Net assets acquired were as follows: | £'000 | |
Property, plant and equipment | 85 | |
Trade and other receivables | 3,283 | |
Cash and cash equivalents | 476 | |
Borrowings | (608) | |
Trade and other payables | (2,259) | |
| 977 | |
Intangible assets acquired | 625 | |
Deferred tax liability acquired | (125) | |
Non-controlling interest | (320) | |
Total assets acquired | 1,157 | |
Goodwill | 2,073 | |
Total consideration (satisfied by shares) | 3,230 | |
|
|
During the period, Argyll Scott contributed £10.7m worth of revenue and a statutory loss before tax of £0.5m. On a pro forma basis, total Group revenue for the year would equate to £133.8m with a statutory profit before tax of £0.4m.
As part of the acquisition for Argyll Scott, Hydrogen Group plc has entered into an agreement to buy back the remaining shareholding in the relevant subsidiaries so that all entities are 100% owned by the Group based on a multiple of profit after tax. As a result, a forward purchase reserve has been created which represents the unconditional amounts due to the non-controlling interests with a redemption liability included on the face of the Statement of Financial Position.
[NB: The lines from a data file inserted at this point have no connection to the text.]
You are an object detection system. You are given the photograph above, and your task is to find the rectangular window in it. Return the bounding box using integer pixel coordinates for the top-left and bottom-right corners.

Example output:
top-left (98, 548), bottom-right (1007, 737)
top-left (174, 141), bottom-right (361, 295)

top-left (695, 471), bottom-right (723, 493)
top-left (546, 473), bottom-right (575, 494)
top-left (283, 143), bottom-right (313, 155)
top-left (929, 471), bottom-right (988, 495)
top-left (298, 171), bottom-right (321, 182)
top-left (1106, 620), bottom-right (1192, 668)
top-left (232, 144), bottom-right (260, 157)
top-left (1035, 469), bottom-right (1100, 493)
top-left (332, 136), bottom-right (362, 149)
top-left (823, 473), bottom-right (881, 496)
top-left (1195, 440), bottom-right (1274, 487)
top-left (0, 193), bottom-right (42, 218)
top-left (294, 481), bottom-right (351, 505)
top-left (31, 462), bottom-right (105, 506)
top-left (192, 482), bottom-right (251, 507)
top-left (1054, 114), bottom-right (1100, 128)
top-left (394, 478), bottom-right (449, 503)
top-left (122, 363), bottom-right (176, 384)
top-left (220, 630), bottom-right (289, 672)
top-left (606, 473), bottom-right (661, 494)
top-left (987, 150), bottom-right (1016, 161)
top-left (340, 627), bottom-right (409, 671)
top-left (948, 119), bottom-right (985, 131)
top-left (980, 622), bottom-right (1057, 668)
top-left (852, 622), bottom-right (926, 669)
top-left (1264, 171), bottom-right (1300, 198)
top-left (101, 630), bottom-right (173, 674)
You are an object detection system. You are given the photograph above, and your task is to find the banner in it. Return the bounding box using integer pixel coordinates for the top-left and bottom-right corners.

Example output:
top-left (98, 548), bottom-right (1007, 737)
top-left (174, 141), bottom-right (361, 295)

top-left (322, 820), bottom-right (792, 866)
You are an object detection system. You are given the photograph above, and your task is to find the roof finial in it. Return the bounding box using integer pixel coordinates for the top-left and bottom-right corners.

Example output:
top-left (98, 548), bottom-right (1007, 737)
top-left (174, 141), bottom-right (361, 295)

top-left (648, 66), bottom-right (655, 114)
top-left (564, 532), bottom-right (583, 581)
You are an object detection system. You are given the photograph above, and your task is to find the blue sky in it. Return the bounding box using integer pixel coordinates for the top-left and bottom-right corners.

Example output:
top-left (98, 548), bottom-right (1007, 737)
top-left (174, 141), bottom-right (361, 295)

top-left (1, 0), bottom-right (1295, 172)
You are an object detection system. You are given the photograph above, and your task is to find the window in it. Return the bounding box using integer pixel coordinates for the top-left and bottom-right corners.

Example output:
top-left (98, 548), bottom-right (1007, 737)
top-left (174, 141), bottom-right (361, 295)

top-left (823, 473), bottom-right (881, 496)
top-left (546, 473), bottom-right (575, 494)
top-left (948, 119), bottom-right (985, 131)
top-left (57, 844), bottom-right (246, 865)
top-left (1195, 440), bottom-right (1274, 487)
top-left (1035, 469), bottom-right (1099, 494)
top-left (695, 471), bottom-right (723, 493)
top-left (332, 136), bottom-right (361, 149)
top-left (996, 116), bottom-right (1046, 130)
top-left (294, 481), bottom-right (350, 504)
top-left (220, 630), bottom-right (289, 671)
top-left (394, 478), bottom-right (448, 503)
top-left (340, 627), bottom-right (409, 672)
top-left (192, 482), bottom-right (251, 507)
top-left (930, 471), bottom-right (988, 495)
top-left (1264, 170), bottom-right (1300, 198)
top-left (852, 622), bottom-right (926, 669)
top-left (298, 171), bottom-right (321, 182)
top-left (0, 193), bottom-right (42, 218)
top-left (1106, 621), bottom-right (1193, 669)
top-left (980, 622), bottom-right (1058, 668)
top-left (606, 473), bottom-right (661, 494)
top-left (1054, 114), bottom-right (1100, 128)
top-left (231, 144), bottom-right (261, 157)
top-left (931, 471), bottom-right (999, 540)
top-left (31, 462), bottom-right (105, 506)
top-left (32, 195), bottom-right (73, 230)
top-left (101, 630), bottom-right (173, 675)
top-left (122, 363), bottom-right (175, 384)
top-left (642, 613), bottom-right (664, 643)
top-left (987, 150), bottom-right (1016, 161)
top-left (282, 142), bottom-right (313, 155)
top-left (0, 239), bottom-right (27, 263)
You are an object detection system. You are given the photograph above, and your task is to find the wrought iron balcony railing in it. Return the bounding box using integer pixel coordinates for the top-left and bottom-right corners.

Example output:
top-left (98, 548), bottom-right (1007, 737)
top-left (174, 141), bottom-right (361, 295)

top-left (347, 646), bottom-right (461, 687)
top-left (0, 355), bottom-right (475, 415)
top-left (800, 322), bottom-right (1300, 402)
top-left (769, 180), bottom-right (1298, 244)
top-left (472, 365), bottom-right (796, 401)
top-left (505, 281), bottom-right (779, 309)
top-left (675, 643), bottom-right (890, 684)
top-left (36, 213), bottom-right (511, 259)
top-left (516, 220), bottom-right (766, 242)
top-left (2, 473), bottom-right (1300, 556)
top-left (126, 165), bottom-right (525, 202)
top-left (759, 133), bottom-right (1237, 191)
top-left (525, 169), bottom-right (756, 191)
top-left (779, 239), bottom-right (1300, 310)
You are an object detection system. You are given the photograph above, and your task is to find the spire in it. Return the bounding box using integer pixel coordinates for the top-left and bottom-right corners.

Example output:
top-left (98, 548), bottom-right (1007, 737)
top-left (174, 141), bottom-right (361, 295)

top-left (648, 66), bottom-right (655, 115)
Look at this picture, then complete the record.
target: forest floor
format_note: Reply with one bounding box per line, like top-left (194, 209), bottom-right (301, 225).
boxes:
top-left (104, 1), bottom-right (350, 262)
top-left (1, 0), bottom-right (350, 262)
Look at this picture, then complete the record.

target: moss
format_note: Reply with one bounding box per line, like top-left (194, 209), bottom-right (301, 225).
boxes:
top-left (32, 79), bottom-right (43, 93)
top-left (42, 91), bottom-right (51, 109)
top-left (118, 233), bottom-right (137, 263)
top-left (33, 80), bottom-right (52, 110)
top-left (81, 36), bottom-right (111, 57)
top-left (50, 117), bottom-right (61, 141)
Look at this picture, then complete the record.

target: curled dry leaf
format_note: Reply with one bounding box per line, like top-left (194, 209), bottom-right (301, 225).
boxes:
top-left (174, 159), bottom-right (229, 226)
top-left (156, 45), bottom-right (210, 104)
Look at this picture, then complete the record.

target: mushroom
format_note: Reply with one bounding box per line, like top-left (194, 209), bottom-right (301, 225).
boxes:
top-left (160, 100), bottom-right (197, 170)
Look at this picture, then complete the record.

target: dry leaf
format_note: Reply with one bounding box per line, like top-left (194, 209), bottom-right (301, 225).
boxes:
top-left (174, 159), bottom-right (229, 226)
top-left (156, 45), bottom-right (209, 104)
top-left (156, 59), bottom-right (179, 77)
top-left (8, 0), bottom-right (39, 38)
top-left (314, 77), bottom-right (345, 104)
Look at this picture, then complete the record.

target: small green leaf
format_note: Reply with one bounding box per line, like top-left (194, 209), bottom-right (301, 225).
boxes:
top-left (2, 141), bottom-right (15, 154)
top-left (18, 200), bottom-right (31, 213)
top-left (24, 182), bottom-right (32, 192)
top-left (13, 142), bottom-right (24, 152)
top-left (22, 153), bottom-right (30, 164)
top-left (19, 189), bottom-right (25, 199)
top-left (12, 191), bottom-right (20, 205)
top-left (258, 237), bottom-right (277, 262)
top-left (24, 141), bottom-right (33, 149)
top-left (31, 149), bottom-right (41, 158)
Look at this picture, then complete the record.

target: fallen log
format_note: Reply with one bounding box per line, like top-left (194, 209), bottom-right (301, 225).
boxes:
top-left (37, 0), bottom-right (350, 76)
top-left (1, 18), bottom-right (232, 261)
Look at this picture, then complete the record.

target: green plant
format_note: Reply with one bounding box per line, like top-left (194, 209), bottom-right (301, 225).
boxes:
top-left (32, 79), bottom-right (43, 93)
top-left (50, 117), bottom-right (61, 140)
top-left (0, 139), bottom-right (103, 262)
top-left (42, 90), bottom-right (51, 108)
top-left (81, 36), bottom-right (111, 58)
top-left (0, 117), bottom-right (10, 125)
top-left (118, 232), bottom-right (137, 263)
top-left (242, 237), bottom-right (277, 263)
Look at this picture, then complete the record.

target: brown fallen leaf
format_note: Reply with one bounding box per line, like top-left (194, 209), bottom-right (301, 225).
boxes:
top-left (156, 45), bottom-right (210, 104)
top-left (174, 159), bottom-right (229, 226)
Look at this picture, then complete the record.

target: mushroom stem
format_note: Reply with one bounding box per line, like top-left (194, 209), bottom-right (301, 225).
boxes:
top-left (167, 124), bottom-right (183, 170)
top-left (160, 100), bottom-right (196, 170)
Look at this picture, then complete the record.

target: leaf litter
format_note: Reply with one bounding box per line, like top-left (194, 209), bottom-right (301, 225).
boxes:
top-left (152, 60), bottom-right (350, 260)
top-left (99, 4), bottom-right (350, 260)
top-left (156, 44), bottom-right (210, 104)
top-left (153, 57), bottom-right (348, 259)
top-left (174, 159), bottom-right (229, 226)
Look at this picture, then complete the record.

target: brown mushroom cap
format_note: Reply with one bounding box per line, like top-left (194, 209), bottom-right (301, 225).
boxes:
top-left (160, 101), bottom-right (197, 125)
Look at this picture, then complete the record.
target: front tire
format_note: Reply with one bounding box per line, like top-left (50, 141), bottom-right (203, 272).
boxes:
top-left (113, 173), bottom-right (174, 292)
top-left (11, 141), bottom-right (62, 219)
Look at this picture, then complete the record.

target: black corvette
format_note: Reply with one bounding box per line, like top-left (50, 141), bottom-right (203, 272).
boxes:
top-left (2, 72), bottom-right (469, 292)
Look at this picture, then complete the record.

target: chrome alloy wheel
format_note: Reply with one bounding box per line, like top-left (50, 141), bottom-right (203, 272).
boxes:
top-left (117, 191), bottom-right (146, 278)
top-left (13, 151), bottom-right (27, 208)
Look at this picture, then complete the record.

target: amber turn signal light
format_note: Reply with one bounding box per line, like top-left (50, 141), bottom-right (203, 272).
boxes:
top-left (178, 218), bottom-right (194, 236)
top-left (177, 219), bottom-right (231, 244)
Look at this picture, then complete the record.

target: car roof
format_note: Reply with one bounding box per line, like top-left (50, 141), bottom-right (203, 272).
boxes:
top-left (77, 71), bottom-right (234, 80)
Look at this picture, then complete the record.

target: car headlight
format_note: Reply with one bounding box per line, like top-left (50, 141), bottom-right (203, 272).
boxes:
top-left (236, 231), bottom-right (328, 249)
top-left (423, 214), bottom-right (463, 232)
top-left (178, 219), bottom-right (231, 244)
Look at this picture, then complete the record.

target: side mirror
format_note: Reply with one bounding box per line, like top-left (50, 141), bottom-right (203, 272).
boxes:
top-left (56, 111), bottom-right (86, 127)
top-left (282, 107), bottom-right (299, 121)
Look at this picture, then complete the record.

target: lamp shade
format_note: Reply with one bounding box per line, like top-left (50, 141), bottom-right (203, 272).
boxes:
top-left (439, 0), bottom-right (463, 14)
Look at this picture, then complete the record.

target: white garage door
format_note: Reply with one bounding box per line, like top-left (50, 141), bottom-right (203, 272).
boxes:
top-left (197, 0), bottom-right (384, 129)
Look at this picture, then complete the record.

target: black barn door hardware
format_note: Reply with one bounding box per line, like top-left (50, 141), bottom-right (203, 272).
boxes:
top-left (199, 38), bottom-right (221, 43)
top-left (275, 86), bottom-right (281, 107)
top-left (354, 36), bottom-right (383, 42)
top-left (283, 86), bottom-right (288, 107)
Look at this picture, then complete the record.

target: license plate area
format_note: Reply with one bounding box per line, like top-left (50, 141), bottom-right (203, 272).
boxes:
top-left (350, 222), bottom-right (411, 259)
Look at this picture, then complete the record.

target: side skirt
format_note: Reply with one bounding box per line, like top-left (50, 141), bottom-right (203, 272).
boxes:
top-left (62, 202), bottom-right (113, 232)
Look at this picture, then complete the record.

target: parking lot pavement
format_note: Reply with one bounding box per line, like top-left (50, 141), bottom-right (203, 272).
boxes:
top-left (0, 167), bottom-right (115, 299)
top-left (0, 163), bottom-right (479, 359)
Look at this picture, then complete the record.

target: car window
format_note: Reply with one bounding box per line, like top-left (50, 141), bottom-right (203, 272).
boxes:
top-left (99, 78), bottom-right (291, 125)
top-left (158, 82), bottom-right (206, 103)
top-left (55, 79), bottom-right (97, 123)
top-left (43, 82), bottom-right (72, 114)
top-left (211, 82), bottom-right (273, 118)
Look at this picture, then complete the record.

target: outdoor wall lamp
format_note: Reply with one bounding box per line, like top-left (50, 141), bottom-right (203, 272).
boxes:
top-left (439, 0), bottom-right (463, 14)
The conditions on the buy-back are as follows:
Entity | Shareholding buy-back | Repayment dates | Consideration | Dividend payable |
Argyll Scott International Ltd | 10% | 30 April 2021 | P/E Ratio (75% of Group PE with a floor of 5 and a cap of 7.5) multiplied by average PAT of 2019 and 2020 audited accounts. | Subject to permissible laws and sufficient distributable reserves, a dividend of no less than 50% of the statutory PAT in the relevant year will be paid. |
Argyll Scott Technology Ltd Argyll Scott International (Hong Kong) Ltd Argyll Scott Hong Kong Ltd Argyll Scott International (Singapore) Ltd Argyll Scott Singapore Ltd Argyll Scott Recruitment (Thailand) Ltd Argyll Scott Malaysia Sdn Bhd | 7.5%
7.5%
7.5%
7.5%
| 30 April 2018
30 April 2019
30 April 2020
30 April 2021
| P/E Ratio (75% of Group PE with a floor of 5 and a cap of 7.5) multiplied by PAT of previous years audited accounts. |
22 Statutory report classification
The financial information for the year ended 31 December 2017 and the year ended 31 December 2016 does not constitute the company's statutory accounts for those years.
Statutory accounts for the year ended 31 December 2016 have been delivered to the Registrar of Companies. The statutory accounts for the year ended 31 December 2017 will be delivered to the Registrar of Companies following the Company's Annual General Meeting.
The auditors' reports on the accounts for 31 December 2017 and 31 December 2016 were unqualified, did not draw attention to any matters by way of emphasis, and did not contain a statement under 498(2) or 498(3) of the Companies Act 2006.